[Aptitude-devel] external solver support?

Thu Sep 11 14:58:12 UTC 2008

On Thu, Sep 11, 2008 at 10:21:58AM +0200, Stefano Zacchiroli <zack at debian.org> was heard to say:
> On Tue, Sep 09, 2008 at 07:10:14PM -0700, Daniel Burrows wrote:
> > I'm not sure what the motivation is for creating a plug-in
> > architecture rather than just working on apt directly.  It seems like
> > a way to complicate the problem and introduce a lot of fragility in a
> > fairly central piece of system code.
> 
> The original motivation was specific of the Mancoosi project [1]. As we
> are going to test several different solving algorithms, we would like to
> have a way to test them without affecting directly the package manager
> code base. Of course we don't want to forcibly push our changes to the
> package managers for that reason, but since when I discussed with
> Michael he was excited by the idea, I thought about pushing it forward
> to other package managers as well.
> 
>   [1] http://www.mancoosi.org

  Looks like an interesting project.  I do wonder how much work we
really need on dependency solvers: aptitude's is quite naive, yet it
solves virtually everything I throw at it in seconds and typically
produces reasonable results.  The main deficiency I would like to fix
(but I'm not sure how) is that its answers are not always very
predictable: from a practical point of view, we would like package
maintainers to be able to specify things like the default resolution
of a dependency, and aptitude doesn't have much support for that.  A
second deficiency is that I would like to be able to partition the
dependency problem into "independent sub-problems" -- not just
algorithmically, but also interactively, so that the user can explore
the individual parts of the problem rather than having to deal with the
whole thing at once.  That will require a radical change to how the
resolver is defined and used; again, not really something that you can
accomplish with a plug-in architecture.  A third issue is that the
resolver should know about which packages are going to be unused and
take that into account (that would make it less eager to, e.g., remove
all of Gnome to solve a dependency).

  So I guess the first and third points are fixable by dropping new
solvers in.  The third is a pretty simple matter of finding a
reasonably efficient way to add a list of unused packages to each
search node.  Do you have ideas about how to fix the first one without
compromising speed or quality of results too much?

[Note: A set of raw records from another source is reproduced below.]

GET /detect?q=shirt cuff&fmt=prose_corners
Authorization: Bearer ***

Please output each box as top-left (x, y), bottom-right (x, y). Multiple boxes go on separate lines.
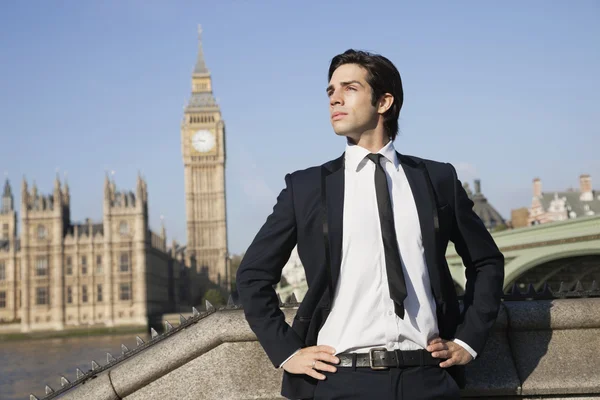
top-left (279, 349), bottom-right (301, 368)
top-left (450, 339), bottom-right (477, 361)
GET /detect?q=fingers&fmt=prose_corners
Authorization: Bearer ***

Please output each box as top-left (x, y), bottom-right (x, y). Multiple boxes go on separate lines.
top-left (440, 358), bottom-right (458, 368)
top-left (303, 344), bottom-right (335, 354)
top-left (313, 361), bottom-right (337, 372)
top-left (304, 367), bottom-right (325, 381)
top-left (428, 337), bottom-right (444, 345)
top-left (431, 350), bottom-right (452, 358)
top-left (311, 352), bottom-right (340, 364)
top-left (427, 343), bottom-right (450, 352)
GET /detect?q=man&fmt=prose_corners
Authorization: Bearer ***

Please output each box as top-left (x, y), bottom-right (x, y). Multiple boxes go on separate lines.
top-left (237, 50), bottom-right (504, 399)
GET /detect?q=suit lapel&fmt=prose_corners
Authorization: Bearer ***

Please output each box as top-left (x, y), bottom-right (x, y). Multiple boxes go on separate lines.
top-left (397, 153), bottom-right (442, 300)
top-left (323, 154), bottom-right (345, 298)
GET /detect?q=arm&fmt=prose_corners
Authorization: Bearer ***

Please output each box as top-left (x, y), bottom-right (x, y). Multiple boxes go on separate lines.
top-left (450, 165), bottom-right (504, 353)
top-left (236, 174), bottom-right (304, 366)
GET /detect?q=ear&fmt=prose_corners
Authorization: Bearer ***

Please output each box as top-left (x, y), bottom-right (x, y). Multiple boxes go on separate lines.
top-left (377, 93), bottom-right (394, 115)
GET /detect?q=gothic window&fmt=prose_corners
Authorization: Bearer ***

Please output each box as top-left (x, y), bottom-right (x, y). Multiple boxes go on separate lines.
top-left (96, 255), bottom-right (102, 274)
top-left (38, 225), bottom-right (48, 239)
top-left (119, 283), bottom-right (131, 301)
top-left (65, 257), bottom-right (73, 275)
top-left (2, 197), bottom-right (11, 211)
top-left (35, 287), bottom-right (48, 306)
top-left (81, 285), bottom-right (87, 303)
top-left (119, 252), bottom-right (129, 272)
top-left (35, 257), bottom-right (48, 276)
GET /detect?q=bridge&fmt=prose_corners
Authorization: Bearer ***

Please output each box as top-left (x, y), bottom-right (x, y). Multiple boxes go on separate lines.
top-left (446, 216), bottom-right (600, 293)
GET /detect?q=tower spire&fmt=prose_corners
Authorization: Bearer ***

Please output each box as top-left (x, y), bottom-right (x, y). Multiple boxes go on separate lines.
top-left (194, 25), bottom-right (210, 75)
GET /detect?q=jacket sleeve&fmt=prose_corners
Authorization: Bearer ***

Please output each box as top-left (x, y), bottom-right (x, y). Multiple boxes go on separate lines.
top-left (450, 165), bottom-right (504, 354)
top-left (236, 174), bottom-right (304, 367)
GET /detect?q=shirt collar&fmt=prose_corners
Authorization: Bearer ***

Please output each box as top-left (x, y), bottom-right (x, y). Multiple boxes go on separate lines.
top-left (346, 140), bottom-right (400, 172)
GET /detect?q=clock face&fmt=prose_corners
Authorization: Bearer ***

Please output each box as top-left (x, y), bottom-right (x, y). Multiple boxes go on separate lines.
top-left (192, 130), bottom-right (215, 153)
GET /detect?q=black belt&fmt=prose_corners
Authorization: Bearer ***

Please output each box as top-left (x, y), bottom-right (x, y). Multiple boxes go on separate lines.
top-left (333, 347), bottom-right (444, 370)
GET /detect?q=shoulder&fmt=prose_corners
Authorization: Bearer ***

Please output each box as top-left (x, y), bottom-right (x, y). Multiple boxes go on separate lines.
top-left (400, 154), bottom-right (456, 180)
top-left (286, 154), bottom-right (344, 185)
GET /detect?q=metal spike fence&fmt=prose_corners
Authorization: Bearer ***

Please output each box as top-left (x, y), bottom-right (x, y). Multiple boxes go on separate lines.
top-left (29, 281), bottom-right (600, 400)
top-left (29, 300), bottom-right (220, 400)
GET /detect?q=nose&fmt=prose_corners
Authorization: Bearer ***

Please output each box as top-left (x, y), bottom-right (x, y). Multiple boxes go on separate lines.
top-left (329, 90), bottom-right (344, 107)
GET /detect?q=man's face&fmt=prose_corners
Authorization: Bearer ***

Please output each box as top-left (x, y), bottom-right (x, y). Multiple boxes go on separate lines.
top-left (327, 64), bottom-right (379, 140)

  In point 4, you mention a tradeoff between efficiency and the search
for a better solution.  Another tradeoff that you should keep in mind is
the tradeoff between algorithmic sophistication and comprehensibility.
That's comprehensibility for external developers (who need a reasonable
model of how the thing works and what their adjustments of its
parameters will do), for users (who need to understand why it produced
the result that it did), and even for internal developers (someday
someone who doesn't understand what you did will have to maintain your
code, and it might be you. :-) ).  Along with comprehensibility (but not
identical to it) is simplicity/robustness -- dragging in a bunch of
external code-bases (SAT-solvers, theorem provers, etc) seems problematic
to me.  I also heard a rumor at one point that you were considering
writing solvers in O'Caml, which doesn't seem to me like a viable choice
for a core system tool.

  I guess what I'm saying is: I'm happy to pay costs on the simplicity/
comprehensibility side of the ledger if there's a corresponding benefit.
I'm somewhat skeptical that there's enough room to get a big benefit from
purely algorithmic changes, and I'm worried about making apt more
complicated, particularly given that we already can't find enough people
to maintain it.  Adding even more complexity invites the Gnucash Syndrome.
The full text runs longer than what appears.